Voorzitter, tot slot. Ik heb gevraagd naar een hybride aanpak, naar een slimme mix. Dan leg ik nog één ding aan de initiatiefnemers voor. Dat is de initiatiefnota van de Tweede Kamerleden Bikker en Dassen over de versterking van de parlementaire democratie. Ik vermoed zomaar dat beide verdedigers de nota kennen.
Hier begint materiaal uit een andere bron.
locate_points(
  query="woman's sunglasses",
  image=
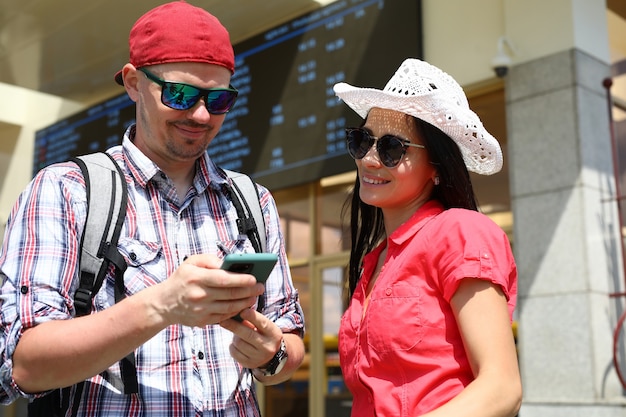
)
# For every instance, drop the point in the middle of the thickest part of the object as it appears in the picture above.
(391, 149)
(180, 96)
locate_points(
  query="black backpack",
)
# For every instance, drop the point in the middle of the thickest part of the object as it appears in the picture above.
(99, 252)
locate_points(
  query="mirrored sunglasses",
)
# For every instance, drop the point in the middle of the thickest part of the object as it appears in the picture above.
(390, 148)
(180, 96)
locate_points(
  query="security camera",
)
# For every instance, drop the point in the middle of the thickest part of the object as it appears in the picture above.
(502, 61)
(501, 64)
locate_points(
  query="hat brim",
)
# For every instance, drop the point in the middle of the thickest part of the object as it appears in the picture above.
(462, 125)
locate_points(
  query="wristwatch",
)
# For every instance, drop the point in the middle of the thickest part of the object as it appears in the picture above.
(277, 363)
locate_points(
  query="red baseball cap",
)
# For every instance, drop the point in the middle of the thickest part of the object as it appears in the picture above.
(179, 32)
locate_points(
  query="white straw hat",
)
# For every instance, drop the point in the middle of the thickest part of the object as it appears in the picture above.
(424, 91)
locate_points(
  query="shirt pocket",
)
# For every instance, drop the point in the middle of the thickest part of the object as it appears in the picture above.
(393, 318)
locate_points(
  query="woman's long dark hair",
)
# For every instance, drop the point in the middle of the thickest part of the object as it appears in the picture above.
(455, 190)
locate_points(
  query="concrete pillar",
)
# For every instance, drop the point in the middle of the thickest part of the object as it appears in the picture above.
(566, 235)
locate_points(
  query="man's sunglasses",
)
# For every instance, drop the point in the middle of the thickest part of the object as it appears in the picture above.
(391, 149)
(180, 96)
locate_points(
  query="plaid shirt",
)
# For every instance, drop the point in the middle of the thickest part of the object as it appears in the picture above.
(182, 371)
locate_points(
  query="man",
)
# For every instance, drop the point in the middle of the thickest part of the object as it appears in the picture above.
(191, 358)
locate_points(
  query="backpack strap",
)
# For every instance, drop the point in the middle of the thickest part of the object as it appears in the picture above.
(251, 220)
(99, 242)
(99, 246)
(244, 194)
(105, 218)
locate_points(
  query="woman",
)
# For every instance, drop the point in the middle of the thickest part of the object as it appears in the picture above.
(432, 281)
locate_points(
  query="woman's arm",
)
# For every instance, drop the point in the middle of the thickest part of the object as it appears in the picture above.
(483, 319)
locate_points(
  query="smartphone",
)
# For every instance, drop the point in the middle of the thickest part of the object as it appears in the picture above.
(258, 264)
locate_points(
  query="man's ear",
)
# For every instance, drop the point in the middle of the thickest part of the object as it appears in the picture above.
(130, 76)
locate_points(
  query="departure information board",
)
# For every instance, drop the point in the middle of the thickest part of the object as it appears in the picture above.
(287, 125)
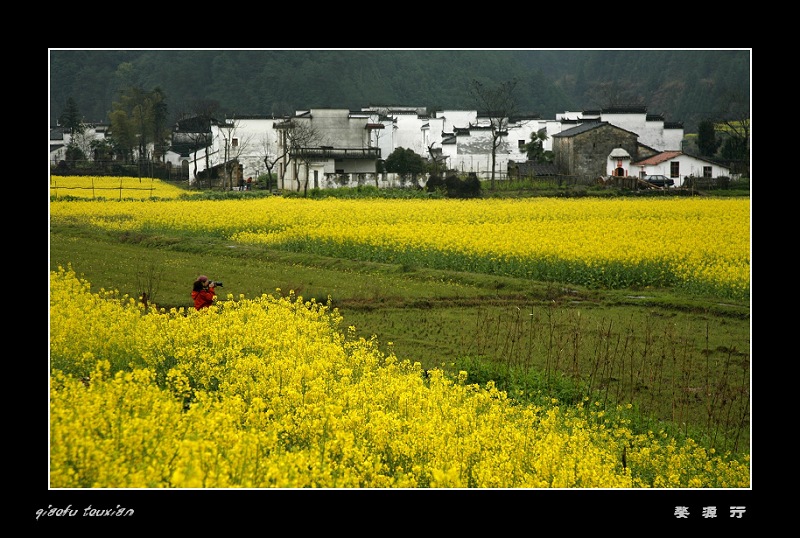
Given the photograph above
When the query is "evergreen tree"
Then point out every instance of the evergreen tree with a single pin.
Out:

De leden Bikker en Dassen stellen onder meer parlementaire wetsverkenning voor. Er wordt hier ook verschillende keren verwezen naar het Ierse voorbeeld. Ik vraag de initiatiefnemers tot slot van mijn bijdrage in tweede termijn: staat op die manier, met een parlementaire wetsverkenning vooraf — een beetje het Ierse voorbeeld — het paard niet voor in plaats van achter de wagen? Of met de metafoor van collega Lagas: kun je op die manier niet meetekenen aan het ontwerp in plaats van slechts goedkeurend of afkeurend reageren op een afgebouwde woning?
Dank u zeer.
De voorzitter:
Dank u wel, meneer Talsma. Dan is het woord aan mevrouw Van Bijsterveld namens JA21.